ハイゴー・ファントン:悲しみは克服しなくてもいいんじゃないかな。悲しみと一緒に長い時間を過ごしていく。その過程で少しずつ慣れていくのかもしれません。

 自分も何か悲しい出来事があったときには、頑張って早く乗り越えなきゃと思っていました。でも、時間が経ち後から考えてみると、悲しみを乗り越える必要があるのだろうかと感じるんです。悲しみとともに長い時間を歩んでいくこともできると今は思っています。

――本作はぜひ大人にも読んでほしい素敵な絵本でした。お二人は大人にとっての絵本についてどのように考えていますか。

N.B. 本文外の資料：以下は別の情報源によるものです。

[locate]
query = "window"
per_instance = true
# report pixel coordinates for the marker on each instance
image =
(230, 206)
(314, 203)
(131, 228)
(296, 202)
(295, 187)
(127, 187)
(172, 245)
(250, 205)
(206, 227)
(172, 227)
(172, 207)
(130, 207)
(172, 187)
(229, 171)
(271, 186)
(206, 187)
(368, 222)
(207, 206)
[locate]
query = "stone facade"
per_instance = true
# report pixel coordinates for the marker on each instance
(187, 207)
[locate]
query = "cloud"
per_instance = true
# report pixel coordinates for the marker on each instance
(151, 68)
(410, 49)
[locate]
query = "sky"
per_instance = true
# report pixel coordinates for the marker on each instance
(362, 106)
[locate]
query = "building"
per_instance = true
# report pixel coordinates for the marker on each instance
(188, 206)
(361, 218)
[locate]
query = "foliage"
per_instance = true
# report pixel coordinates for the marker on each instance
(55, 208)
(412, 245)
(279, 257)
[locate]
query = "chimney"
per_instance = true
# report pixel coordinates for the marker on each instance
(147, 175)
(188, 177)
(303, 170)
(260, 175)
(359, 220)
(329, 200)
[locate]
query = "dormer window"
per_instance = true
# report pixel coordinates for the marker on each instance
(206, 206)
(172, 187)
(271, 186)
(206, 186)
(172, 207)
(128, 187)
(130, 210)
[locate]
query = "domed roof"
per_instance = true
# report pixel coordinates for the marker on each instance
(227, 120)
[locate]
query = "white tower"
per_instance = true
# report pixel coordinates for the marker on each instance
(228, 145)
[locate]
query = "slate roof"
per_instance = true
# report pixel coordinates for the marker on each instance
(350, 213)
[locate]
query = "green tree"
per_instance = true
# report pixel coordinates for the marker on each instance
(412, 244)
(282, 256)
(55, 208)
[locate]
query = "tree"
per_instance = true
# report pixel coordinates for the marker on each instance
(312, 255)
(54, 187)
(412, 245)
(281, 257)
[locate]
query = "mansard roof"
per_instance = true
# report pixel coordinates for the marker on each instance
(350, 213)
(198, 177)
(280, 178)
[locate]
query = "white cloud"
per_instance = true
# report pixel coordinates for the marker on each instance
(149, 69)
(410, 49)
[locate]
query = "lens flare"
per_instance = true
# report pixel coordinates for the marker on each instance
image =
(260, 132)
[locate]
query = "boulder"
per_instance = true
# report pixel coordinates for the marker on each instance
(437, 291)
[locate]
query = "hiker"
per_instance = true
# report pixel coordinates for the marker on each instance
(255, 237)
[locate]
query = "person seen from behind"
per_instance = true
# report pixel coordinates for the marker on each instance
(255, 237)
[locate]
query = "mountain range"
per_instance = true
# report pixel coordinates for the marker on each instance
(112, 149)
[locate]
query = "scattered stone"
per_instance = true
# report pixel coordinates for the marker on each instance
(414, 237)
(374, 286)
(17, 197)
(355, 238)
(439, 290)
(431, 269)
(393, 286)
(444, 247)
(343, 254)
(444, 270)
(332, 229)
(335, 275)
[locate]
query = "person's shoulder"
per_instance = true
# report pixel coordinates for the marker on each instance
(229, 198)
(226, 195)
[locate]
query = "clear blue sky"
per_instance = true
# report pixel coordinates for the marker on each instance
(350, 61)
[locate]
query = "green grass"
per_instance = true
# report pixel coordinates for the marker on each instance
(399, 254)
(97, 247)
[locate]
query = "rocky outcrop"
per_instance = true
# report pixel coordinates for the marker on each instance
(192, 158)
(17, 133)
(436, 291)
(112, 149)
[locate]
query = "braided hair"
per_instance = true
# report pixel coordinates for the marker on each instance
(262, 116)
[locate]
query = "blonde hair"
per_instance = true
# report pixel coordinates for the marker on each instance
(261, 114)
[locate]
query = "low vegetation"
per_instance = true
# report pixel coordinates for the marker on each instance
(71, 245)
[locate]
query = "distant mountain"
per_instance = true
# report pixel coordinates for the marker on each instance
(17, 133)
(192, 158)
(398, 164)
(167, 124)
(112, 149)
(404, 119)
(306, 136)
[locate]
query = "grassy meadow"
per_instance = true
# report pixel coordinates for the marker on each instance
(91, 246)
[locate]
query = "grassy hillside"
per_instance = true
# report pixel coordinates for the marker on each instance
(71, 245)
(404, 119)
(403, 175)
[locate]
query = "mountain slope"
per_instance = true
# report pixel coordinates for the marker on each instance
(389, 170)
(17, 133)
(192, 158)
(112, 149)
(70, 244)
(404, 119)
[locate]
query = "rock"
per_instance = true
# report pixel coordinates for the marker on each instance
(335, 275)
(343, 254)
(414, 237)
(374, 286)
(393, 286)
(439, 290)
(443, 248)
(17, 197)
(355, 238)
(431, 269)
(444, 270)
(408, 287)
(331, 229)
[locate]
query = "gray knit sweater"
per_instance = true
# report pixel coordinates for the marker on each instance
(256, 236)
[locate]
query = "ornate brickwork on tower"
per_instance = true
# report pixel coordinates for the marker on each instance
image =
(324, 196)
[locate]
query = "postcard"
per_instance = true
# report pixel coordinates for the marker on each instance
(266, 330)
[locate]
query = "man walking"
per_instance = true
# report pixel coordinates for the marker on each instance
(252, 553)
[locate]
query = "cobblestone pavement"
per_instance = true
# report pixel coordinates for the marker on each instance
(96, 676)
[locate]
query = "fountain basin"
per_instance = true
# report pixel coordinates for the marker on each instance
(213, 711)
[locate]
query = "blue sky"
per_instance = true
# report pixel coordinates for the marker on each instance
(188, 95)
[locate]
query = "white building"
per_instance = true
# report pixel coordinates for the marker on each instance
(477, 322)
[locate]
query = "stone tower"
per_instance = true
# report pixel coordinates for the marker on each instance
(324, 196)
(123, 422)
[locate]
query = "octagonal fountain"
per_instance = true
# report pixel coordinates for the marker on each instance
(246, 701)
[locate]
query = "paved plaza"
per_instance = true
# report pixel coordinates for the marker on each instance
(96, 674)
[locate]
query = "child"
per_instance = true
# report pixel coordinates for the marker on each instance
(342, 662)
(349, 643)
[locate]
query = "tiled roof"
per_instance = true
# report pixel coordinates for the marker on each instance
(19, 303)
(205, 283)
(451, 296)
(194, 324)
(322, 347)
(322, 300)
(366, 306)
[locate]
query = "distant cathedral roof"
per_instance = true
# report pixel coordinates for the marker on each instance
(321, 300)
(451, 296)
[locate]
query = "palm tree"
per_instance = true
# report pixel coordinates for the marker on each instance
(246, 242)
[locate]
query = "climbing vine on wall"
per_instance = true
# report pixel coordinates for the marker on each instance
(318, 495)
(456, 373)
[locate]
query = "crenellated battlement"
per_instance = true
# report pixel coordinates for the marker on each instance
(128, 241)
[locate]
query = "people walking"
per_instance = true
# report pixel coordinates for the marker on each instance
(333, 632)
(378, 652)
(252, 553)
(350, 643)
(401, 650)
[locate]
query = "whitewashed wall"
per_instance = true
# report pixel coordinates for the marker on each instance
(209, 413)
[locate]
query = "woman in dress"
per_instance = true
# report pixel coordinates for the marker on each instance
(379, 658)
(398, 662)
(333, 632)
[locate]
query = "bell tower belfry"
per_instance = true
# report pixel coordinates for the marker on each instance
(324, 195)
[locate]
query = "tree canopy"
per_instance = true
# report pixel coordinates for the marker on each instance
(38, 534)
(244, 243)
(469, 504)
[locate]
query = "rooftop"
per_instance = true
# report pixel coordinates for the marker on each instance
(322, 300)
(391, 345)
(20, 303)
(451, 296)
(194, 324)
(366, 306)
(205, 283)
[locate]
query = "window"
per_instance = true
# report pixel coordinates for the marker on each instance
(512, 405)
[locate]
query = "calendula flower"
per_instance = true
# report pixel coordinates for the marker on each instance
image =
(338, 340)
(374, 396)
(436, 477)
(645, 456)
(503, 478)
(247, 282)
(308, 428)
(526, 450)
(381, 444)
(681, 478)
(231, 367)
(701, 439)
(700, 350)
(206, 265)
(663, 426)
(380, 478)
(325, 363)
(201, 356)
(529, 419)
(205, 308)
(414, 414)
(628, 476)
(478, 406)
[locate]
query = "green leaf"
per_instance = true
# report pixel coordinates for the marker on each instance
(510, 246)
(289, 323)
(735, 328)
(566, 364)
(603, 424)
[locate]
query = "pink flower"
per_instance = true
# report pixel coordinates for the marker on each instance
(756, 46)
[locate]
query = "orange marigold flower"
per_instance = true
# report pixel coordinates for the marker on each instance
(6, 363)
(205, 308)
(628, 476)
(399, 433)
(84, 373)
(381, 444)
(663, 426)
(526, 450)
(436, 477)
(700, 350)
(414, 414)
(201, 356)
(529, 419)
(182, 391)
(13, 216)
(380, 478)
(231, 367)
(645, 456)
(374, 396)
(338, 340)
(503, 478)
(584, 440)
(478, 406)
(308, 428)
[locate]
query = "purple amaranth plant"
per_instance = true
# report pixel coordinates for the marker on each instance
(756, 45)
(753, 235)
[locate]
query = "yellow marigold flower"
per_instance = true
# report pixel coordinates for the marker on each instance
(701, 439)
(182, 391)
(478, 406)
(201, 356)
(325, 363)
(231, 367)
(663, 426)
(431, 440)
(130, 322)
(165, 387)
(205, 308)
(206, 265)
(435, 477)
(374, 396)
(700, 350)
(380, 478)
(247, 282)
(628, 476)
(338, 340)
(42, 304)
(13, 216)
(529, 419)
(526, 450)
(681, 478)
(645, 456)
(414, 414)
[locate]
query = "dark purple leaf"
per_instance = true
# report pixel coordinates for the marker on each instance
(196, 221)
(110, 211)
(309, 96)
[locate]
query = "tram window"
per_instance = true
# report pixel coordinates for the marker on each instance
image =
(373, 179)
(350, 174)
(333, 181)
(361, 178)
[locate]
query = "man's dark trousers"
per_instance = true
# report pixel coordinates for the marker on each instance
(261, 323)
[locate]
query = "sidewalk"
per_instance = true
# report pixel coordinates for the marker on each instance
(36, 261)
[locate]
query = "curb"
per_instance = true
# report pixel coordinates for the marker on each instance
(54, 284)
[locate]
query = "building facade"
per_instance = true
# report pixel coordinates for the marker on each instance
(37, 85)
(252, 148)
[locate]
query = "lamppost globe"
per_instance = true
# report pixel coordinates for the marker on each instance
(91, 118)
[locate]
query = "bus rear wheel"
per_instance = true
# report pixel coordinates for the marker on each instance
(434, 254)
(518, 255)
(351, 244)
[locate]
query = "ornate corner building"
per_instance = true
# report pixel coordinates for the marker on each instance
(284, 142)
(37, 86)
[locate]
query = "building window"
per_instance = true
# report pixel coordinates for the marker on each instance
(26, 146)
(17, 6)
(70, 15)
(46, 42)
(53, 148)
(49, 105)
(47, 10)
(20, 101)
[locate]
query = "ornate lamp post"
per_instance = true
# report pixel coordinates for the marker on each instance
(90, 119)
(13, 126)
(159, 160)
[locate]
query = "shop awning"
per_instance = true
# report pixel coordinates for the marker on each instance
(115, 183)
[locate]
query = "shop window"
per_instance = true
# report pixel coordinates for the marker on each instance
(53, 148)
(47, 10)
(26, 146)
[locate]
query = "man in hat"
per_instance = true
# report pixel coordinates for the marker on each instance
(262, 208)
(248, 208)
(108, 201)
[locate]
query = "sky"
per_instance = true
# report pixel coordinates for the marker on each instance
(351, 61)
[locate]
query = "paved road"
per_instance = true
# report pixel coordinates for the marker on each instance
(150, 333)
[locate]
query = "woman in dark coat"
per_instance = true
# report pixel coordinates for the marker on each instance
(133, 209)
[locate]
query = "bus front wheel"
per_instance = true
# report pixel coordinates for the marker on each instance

ハイゴー・ファントン:台湾では1990年代頃までは絵本があまり流通しておらず、私は20歳を過ぎてからやっとこの世界に絵本があるということを知りました。

 大人にも絵本を楽しむことができると思います。「絵本なんて簡単なことが書いてあるだけでしょう」と思う人もいるかもしれません。でも、この絵本のように、大人でも理解できないことがたくさん書いてあります。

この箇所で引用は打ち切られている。